One change I would make in the current POSIX model, though, and that's to require that file names be Unicode text, not arbitrary bytes. There's a broad convention that Linux systems use file names that consist of UTF-8 streams, but it's not enforced anywhere, and that means arbitrary bytes sometimes have to be smuggled around the place. That's necessary for legacy support, I suppose, but it'd be nice to eventually be able to drop all that compatibility code and just use Unicode file names everywhere. But even without that, I still prefer the Linux "it's all bytes, probably UTF-8" model to the Windows "it's all UTF-16 code units, case insensitively" model. Case insensitivity works only if one culture imposes its definition of case on everyone on the planet.
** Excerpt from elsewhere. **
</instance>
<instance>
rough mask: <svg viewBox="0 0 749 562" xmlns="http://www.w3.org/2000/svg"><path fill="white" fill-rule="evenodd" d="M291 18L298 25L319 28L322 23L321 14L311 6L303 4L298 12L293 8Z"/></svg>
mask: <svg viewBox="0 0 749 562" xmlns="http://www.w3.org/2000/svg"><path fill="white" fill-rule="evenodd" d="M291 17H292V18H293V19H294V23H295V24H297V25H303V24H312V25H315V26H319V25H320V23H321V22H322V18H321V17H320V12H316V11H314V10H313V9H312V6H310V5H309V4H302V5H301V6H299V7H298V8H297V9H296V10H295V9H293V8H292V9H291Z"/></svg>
Let's not do that.

Saturday, 13 December 2014

Unicode makes life easy!

Every now and then, the complaint is raised: "Unicode is hard!". My usual first response is that it's not Unicode that's hard, but human language; for instance, it's not Unicode's fault that:
* English is written left-to-right, Hebrew is written right-to-left, and you sometimes need to put both on the one line, like when you explain the name of PHP's scope resolution operator (Paamayim Nekudotayim, פעמיים נקודתיים‎, "double dot doubled");
* Some languages use some diacritical marks, others use different ones, so there are literally dozens of different marks that could be applied to letters; and each mark could be applied to any of quite a few letters;
* Not all letters in all languages have upper-case and lower-case forms, and in some cases, a single upper-case letter becomes multiple lower-case letters;
* And plenty more besides.

What Unicode does, of course, is bring a lot of these issues to the surface. A programmer who thought that "plain text" could fit inside ASCII, and now has to deal with all of this, will often tend to blame Unicode. But the truth is that Unicode actually makes so much of this easy - partly because you can push most of the work down to a lower-level library, and partly because of some excellent design decisions. Here's a little challenge for you: Make a way to transcribe text in any Latin script, with any diacriticals, using a simple US English keyboard layout. You'll need to devise a system for transforming an easy-to-type notation into all the different adorned characters you'd need to support. Your options: Use Unicode, or use eight-bit character sets from ISO-8859.

Here's how I did it with Unicode - specifically, in Pike, using GTK2 for my UI. First, translate a number of two-character sequences into the codepoints for combining characters; then perform a Unicode NFC normalization. And the second step is optional, done only because certain editors have buggy handling of combining characters (SciTE allows the cursor to get between them!), so really, the entire translation code consists of a handful of straight-forward translations - in my case, seven of them to cover all the combining marks that I need, plus four more for inverted question mark and exclamation mark, and the vowels not found on a US English keyboard (æ and ø); so there are a total of eleven transformations done.

To do the same thing with ISO-8859 character sets would require: First, figure out which character set to use, and then enable only a subset of transformations. Then, have full translation tables including every letter-diacritical combination supported, and make sure you have them all correct. There'll be hundreds of transformation entries, and you'd need to redo them for every single character set; with Unicode, supporting a new language is simply a matter of seeing what's missing, and adding that.

Unicode made my code smaller AND more functional than ISO-8859 ever could. Unicode is awesome.